SAN ANTONIO--(BUSINESS WIRE)--San Antonio-based door manufacturer Steves and Sons, Inc. (www.stevesdoors.com) has received a second favorable jury verdict in its ongoing battle with JELD-WEN Holding, Inc. This follows a separate antitrust action against JELD-WEN, won in February by Steves, which is proceeding to a Federal judge’s decision on what is necessary to restore competition in the market for interior molded doorskins given JELD-WEN’s violation of the antitrust laws. Interior molded door skins are a key component for almost all interior molded doors, the most popular type of interior door sold in the United States.

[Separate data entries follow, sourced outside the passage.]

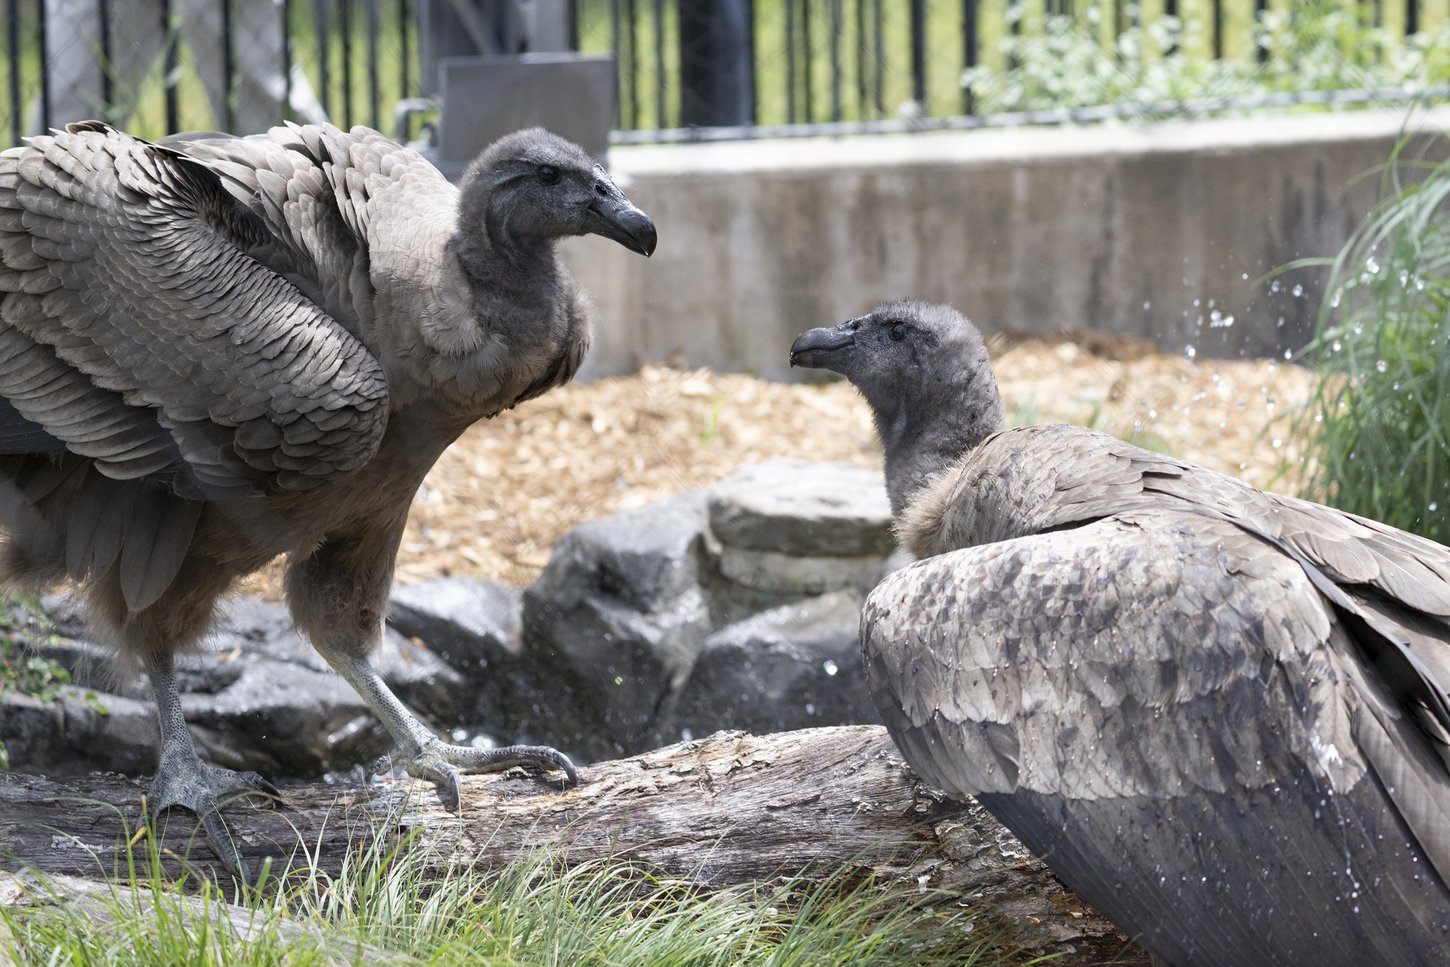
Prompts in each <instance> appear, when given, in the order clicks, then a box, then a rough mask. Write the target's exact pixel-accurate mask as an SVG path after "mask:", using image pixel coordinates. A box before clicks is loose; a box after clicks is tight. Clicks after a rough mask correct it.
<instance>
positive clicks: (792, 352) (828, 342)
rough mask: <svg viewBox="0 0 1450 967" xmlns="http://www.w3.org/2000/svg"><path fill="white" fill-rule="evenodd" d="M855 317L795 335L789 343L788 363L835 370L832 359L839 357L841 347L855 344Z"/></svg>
mask: <svg viewBox="0 0 1450 967" xmlns="http://www.w3.org/2000/svg"><path fill="white" fill-rule="evenodd" d="M856 325H857V323H856V319H853V320H850V322H842V323H841V325H838V326H824V328H821V329H809V331H806V332H802V333H800V335H799V336H796V341H795V342H792V344H790V365H799V367H803V368H808V370H835V371H840V370H837V367H835V365H832V361H834V360H837V358H840V357H838V354H840V351H841V349H850V348H851V346H854V345H856Z"/></svg>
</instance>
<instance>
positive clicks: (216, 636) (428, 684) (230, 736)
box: [0, 597, 474, 779]
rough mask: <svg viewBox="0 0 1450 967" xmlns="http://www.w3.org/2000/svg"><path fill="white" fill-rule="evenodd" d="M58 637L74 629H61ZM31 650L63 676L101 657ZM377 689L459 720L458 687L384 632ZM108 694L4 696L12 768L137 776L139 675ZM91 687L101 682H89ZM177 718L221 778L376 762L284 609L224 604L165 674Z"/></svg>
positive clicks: (319, 769) (378, 731)
mask: <svg viewBox="0 0 1450 967" xmlns="http://www.w3.org/2000/svg"><path fill="white" fill-rule="evenodd" d="M65 626H67V628H71V626H75V625H72V623H67V625H65ZM36 648H38V649H39V651H41V652H42V654H45V655H48V657H52V658H55V660H57V661H61V663H62V664H65V665H67V667H77V668H80V667H87V665H96V664H100V663H104V664H106V665H110V664H112V663H110V661H109V660H106V655H107V651H106V649H101V648H99V647H97V645H91V644H88V642H84V641H68V639H65V638H59V636H49V638H46V639H45V641H43V642H41V644H38V645H36ZM376 661H377V665H378V670H380V671H381V674H383V677H384V680H386V681H387V683H389V684H390V686H392V687H393V689H394V692H397V694H399V697H400V699H403V702H406V703H407V705H409V706H410V707H413V709H415V710H416V712H419V715H422V716H423V718H425V719H428V721H431V722H432V723H434V725H435V726H438V728H442V729H451V728H452V726H455V725H457V723H458V722H460V721H461V719H463V718H464V716H465V715H467V713H470V712H471V706H473V699H474V696H473V692H471V690H470V689H468V686H467V683H465V681H464V678H463V676H460V674H458V673H457V671H454V670H452V668H450V667H448V665H447V664H444V663H442V661H441V660H439V658H438V657H435V655H434V654H431V652H429V651H428V649H426V648H423V647H421V645H416V644H413V642H410V641H407V639H406V638H403V636H402V635H399V634H396V632H389V634H387V635H384V641H383V647H381V648H380V649H378V654H377V655H376ZM115 664H116V667H117V668H120V670H122V674H119V676H115V674H113V676H110V677H112V678H116V680H119V684H113V689H116V690H117V692H123V693H125V694H117V693H116V692H109V690H101V689H94V694H93V697H87V696H88V694H90V693H87V692H84V690H81V689H74V687H72V689H65V690H62V694H61V697H58V699H57V700H54V702H41V700H38V699H33V697H29V696H20V694H14V693H9V694H6V696H4V697H3V700H0V741H3V742H4V744H6V747H7V750H9V752H10V758H12V763H13V764H14V765H16V767H23V768H28V770H33V771H45V773H57V774H64V773H71V771H86V770H87V768H107V770H119V771H136V773H149V771H152V770H154V768H155V763H157V755H158V752H159V734H158V729H157V713H155V706H154V703H152V699H151V692H149V689H148V687H146V686H145V680H144V676H139V674H132V673H129V671H126V670H128V668H129V665H128V664H126V663H125V660H120V661H116V663H115ZM91 677H94V680H96V681H94V683H91V681H87V684H96V683H100V681H103V680H104V676H103V674H101V673H100V671H96V673H91ZM177 683H178V686H180V689H181V707H183V712H184V713H186V718H187V722H188V725H190V726H191V734H193V736H194V738H196V742H197V748H199V751H200V752H202V755H203V758H207V760H209V761H213V763H216V764H218V765H226V767H229V768H249V770H255V771H258V773H262V774H264V776H271V777H278V779H283V777H286V779H297V777H313V776H320V774H322V773H325V771H329V770H336V768H344V767H347V765H351V764H354V763H358V761H367V760H371V758H374V757H377V755H378V754H381V752H383V751H387V748H389V744H390V739H389V736H387V734H386V731H384V729H383V728H381V725H380V723H378V722H377V719H376V718H374V716H373V713H371V712H370V710H368V709H367V707H365V706H364V703H363V700H361V699H360V697H358V696H357V693H354V692H352V689H351V687H349V686H348V684H347V683H345V681H344V680H342V678H341V677H339V676H336V674H335V673H334V671H332V670H331V668H329V667H328V664H326V661H323V660H322V657H320V655H319V654H318V652H316V651H315V649H313V648H312V647H310V645H307V644H306V642H305V641H303V639H302V638H300V636H297V634H296V631H294V629H293V626H291V621H290V618H289V615H287V612H286V609H284V607H281V606H278V605H274V603H270V602H262V600H258V599H245V597H242V599H236V600H233V602H229V603H228V606H226V609H225V610H223V615H222V618H220V621H219V622H218V629H216V632H215V634H213V635H210V636H209V638H207V639H206V642H203V647H202V649H200V651H199V652H197V654H190V655H186V657H183V658H180V660H178V663H177Z"/></svg>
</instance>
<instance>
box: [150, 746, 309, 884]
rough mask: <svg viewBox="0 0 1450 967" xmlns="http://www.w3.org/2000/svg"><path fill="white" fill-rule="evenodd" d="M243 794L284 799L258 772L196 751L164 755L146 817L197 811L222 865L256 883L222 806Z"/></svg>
mask: <svg viewBox="0 0 1450 967" xmlns="http://www.w3.org/2000/svg"><path fill="white" fill-rule="evenodd" d="M239 796H265V797H267V799H270V800H273V802H281V792H278V790H277V787H276V786H273V784H271V783H268V781H267V780H265V779H262V777H261V776H258V774H257V773H236V771H232V770H229V768H220V767H218V765H210V764H207V763H203V761H202V760H200V758H197V757H196V755H194V754H193V755H162V757H161V767H159V768H158V770H157V777H155V779H154V780H152V783H151V793H149V794H148V796H146V803H145V812H146V816H145V819H146V821H148V822H151V825H157V821H158V819H159V816H161V813H164V812H165V810H168V809H173V808H180V809H187V810H190V812H193V813H196V816H197V818H199V819H200V821H202V829H203V831H204V832H206V841H207V844H210V847H212V850H213V851H215V852H216V855H218V858H220V861H222V866H225V867H226V868H228V871H231V873H232V874H233V876H236V877H238V879H241V880H242V881H244V883H247V884H252V883H255V880H252V871H251V868H249V867H248V866H247V860H244V858H242V852H241V850H239V848H238V847H236V841H235V839H233V838H232V834H231V832H229V831H228V828H226V822H225V821H223V819H222V812H220V809H219V808H218V805H219V803H220V802H228V800H231V799H236V797H239Z"/></svg>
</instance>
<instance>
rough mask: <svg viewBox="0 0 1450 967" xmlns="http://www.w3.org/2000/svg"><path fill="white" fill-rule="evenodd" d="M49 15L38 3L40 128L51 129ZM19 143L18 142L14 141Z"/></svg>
mask: <svg viewBox="0 0 1450 967" xmlns="http://www.w3.org/2000/svg"><path fill="white" fill-rule="evenodd" d="M49 20H51V17H49V14H48V13H46V10H45V4H43V3H42V4H39V10H36V22H38V29H36V32H35V33H36V36H35V42H36V45H38V46H39V48H41V130H49V129H51V46H49V43H51V23H49ZM16 144H19V142H16Z"/></svg>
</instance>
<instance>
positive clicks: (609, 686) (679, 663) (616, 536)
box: [523, 490, 709, 761]
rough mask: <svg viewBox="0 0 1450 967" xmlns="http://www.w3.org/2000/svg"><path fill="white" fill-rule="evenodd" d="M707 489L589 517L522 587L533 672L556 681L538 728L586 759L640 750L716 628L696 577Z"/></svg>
mask: <svg viewBox="0 0 1450 967" xmlns="http://www.w3.org/2000/svg"><path fill="white" fill-rule="evenodd" d="M705 502H706V494H705V493H703V491H699V490H692V491H686V493H682V494H674V496H671V497H666V499H663V500H657V502H654V503H651V505H648V506H645V507H638V509H635V510H625V512H621V513H615V515H610V516H608V518H602V519H599V520H592V522H589V523H584V525H581V526H579V528H576V529H574V531H571V532H570V534H567V535H564V536H563V538H561V539H560V541H558V544H555V545H554V552H552V555H551V557H550V563H548V565H547V567H545V568H544V573H542V574H541V576H539V578H538V580H537V581H535V583H534V584H532V586H531V587H529V589H528V590H525V593H523V651H525V658H526V661H528V665H529V671H531V677H532V678H534V680H535V681H539V683H545V681H547V683H551V684H552V687H551V689H550V690H548V699H547V700H545V702H544V703H542V706H541V707H539V713H538V718H535V719H534V721H532V725H534V729H532V735H535V736H539V741H548V742H552V744H555V745H558V747H560V748H561V750H563V751H566V752H568V754H571V755H577V757H579V758H581V760H583V761H592V760H595V758H606V757H613V755H619V754H626V752H631V751H638V750H639V748H644V745H642V744H644V742H647V741H648V736H650V734H651V729H653V726H654V721H655V715H657V712H658V707H660V705H661V703H663V702H664V699H666V697H667V696H668V694H670V692H671V690H673V689H674V686H676V684H679V681H682V680H683V678H684V676H686V674H687V673H689V668H690V665H692V664H693V663H695V654H696V652H697V651H699V648H700V645H702V644H703V641H705V636H706V635H708V634H709V605H708V600H706V596H705V593H703V590H702V587H700V557H702V542H703V532H705Z"/></svg>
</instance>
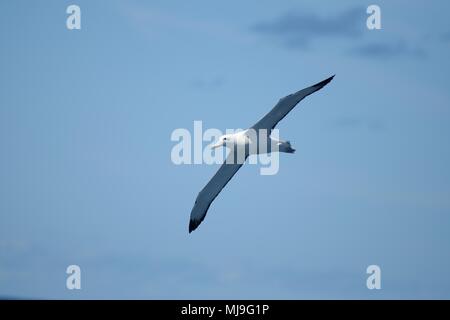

In the February case, Steves won a unanimous jury verdict in a Richmond, VA Federal court that JELD-WEN’s acquisition of a former competitor, CraftMaster (CMI), violated Section 7 of the Clayton Act, which prohibits acquisitions where the effect is to “substantially lessen competition” in a relevant product market. The jury awarded damages to Steves and Sons totaling over $58 million that under the statute will be trebled, resulting in a total award well in excess of $170 million plus attorneys’ fees. That same jury also found that JELD-WEN’s conduct breached its supply agreement with Steves by improperly overcharging it for doorskins.
That case has now moved forward to an upcoming ruling by a U.S. Federal District Judge for additional remedies, including whether, in order to restore industry competition, the court should order that JELD-WEN divest itself of its Towanda, PA facility, which a jury decided that JELD-WEN obtained in an illegal merger.
JELD-WEN had filed a counterclaim in response to Steves’ original Clayton Act antitrust suit, alleging that Steves had misappropriated purported trade secrets in violation of the Texas Uniform Trade Secrets Act and the Federal Defense of Trade Secrets Act. The counterclaim was separated from the Steves’ antitrust claims for a separate trial. In that trial, which ended May 11, 2018, the jury rejected 59 of JELD-WEN’s 67 alleged trade secrets, awarded just three percent of the almost $40 million in damages JELD-WEN sought, and rejected the allegation that Steves sought to harm JELD-WEN.
“We always believed JELD-WEN filed their claim primarily to serve as a noisy and costly distraction, since many of the so-called ‘trade secrets’ involved information JELD-WEN had an obligation to provide Steves under the parties’ supply agreement” said Marvin Pipkin, attorney for Steves and Sons. “The jury’s message is clearly in line with our belief that JELD-WEN’s allegations of wrongdoing and any claimed harm to JELD-WEN were overblown and not worthy of the time and resources JELD-WEN caused the parties and the jury to devote to this trial.”
“Steves and Sons explored the possibility of building its own molded doorskin manufacturing facility,” he said. “Such a move would be a major undertaking and, not having been in the business of making doorskins, which are key components in door manufacturing, Steves hired consultants, some of whom had previously worked for JELD-WEN.”
“We are convinced the information gathered from those consultants is generally available throughout the doorskin industry and medium density fiberboard business, and certainly not ‘trade secrets,’” Pipkin said.
“This second jury verdict shows that the claim by JELD-WEN was a sideshow and not relevant to the larger issue that JELD-WEN’s merger with CMI effectively minimized competition in the molded doorskin marketplace in this country.” Pipkin concluded.